The presenter rustled a newspaper.

‘Let’s see what Annika Bengtzon wrote. Take this, for instance.’

The man began to read excerpts from Annika’s articles in a gently mocking tone, about Josefin, her dreams and hopes for the future, Charlotta’s quotes, and then the orgy of grief in Täby.

‘What do you say to that?’ he concluded, in a deathly dark tone of voice.

‘It’s just awful that they wouldn’t leave us alone with our grief,’ Charlotta squeaked. ‘Why don’t the mass media ever respect people’s privacy when they’re in the middle of a crisis? And today, at our demonstration against pointless violence, she forced herself on us again!’

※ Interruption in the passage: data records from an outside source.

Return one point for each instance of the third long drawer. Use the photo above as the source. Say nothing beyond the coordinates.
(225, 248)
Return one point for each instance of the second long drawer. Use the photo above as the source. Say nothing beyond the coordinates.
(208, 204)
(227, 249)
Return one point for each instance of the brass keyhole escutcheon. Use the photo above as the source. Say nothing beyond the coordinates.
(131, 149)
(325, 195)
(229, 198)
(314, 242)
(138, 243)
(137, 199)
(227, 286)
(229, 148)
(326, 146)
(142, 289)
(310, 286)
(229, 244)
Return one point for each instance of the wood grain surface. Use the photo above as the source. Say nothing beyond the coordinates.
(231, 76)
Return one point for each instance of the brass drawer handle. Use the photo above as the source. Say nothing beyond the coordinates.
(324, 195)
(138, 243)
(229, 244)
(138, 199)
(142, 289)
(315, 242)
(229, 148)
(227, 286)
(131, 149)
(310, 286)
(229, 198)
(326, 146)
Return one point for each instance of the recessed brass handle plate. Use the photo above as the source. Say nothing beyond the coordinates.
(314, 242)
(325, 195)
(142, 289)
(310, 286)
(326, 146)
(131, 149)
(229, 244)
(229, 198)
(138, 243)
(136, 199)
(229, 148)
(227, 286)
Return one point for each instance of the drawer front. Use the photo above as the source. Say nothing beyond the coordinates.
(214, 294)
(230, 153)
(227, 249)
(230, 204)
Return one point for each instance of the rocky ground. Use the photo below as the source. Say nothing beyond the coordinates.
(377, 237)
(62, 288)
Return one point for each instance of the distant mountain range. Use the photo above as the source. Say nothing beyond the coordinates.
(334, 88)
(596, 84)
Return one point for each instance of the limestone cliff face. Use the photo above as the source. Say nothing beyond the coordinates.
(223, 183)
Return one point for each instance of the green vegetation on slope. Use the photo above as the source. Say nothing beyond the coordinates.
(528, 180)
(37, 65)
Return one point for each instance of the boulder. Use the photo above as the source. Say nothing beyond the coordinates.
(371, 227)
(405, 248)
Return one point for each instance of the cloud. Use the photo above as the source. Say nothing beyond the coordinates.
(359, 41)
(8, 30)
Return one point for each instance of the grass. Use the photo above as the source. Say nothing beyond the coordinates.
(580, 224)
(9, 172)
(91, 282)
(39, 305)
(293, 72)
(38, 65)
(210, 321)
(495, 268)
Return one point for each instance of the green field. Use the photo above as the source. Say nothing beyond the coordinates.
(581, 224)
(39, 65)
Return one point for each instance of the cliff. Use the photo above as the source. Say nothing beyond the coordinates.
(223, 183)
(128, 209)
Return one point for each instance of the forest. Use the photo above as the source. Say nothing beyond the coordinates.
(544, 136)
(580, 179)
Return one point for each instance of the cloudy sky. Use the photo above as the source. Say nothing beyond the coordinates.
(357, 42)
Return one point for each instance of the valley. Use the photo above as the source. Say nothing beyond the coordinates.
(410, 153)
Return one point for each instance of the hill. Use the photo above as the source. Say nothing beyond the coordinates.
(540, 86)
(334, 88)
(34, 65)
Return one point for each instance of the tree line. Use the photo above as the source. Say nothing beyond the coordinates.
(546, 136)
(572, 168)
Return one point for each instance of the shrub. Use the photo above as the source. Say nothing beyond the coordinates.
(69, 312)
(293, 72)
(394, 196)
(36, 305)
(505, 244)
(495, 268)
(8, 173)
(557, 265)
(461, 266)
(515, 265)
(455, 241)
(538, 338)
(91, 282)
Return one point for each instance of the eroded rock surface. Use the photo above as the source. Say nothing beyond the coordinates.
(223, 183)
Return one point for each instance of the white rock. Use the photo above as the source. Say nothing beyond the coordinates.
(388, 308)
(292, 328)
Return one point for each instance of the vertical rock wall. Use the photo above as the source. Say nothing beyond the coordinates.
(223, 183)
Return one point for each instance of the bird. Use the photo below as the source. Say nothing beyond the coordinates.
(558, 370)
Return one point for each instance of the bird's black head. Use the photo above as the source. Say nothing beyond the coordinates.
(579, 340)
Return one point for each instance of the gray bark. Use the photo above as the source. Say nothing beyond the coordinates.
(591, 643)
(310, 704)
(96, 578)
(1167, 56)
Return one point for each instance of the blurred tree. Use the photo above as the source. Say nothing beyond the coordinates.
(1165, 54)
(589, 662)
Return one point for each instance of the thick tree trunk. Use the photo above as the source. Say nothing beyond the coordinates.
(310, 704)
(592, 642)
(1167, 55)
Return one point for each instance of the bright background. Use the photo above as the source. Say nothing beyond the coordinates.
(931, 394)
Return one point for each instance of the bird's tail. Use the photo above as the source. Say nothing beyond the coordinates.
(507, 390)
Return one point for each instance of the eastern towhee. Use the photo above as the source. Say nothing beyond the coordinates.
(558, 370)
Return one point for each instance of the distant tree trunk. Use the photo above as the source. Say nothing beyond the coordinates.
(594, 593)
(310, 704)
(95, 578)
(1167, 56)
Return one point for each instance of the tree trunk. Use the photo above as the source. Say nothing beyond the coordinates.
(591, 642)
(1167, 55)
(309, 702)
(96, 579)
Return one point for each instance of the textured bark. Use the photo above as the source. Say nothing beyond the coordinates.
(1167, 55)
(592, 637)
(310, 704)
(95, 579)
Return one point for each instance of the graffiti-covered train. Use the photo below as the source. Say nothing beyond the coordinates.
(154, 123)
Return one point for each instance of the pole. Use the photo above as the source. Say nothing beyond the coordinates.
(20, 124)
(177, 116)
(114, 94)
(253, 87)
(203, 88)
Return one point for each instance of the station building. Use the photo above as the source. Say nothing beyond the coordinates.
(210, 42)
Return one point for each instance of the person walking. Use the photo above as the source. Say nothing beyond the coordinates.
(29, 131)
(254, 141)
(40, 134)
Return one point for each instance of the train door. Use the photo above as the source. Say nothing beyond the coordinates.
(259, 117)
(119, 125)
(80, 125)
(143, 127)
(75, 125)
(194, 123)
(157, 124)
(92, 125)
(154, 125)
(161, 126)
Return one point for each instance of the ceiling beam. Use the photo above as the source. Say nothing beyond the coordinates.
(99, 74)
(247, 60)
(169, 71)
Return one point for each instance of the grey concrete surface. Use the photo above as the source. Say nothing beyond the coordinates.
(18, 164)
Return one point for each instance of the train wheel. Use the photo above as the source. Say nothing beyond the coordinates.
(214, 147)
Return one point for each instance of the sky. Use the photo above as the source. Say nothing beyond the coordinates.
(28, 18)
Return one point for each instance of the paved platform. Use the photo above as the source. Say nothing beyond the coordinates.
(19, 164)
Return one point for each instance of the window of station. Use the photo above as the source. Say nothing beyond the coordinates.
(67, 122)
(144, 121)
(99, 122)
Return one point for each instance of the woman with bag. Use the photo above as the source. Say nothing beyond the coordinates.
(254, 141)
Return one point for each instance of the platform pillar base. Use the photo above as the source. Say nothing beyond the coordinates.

Martin Larsson-Berg cleared his throat. ‘Well,’ he said, ‘you have to understand the mass media as well. We had a very fine set-up in place to deal with the crisis out in Täby, and of course we wanted to set an example for—’

The presenter interrupted him. ‘But the
Evening Post
and Annika Bengtzon didn’t stop there. The paper has been actively attempting to whitewash the suspected government minister, Christer Lundgren. In her capacity as the parrot of the Social Democratic Party, Annika Bengtzon has tried to pin the blame for Josefin’s murder on the person who was closer to her than anyone, her boyfriend Joachim. Our reporter went to meet him.’

They played a recording. Annika was glued to her seat. She was cold with sweat all over, and she had a
sense of complete and utter unreality. The newsroom was full of people, but no one was paying any attention to her. She didn’t exist. She was already dead.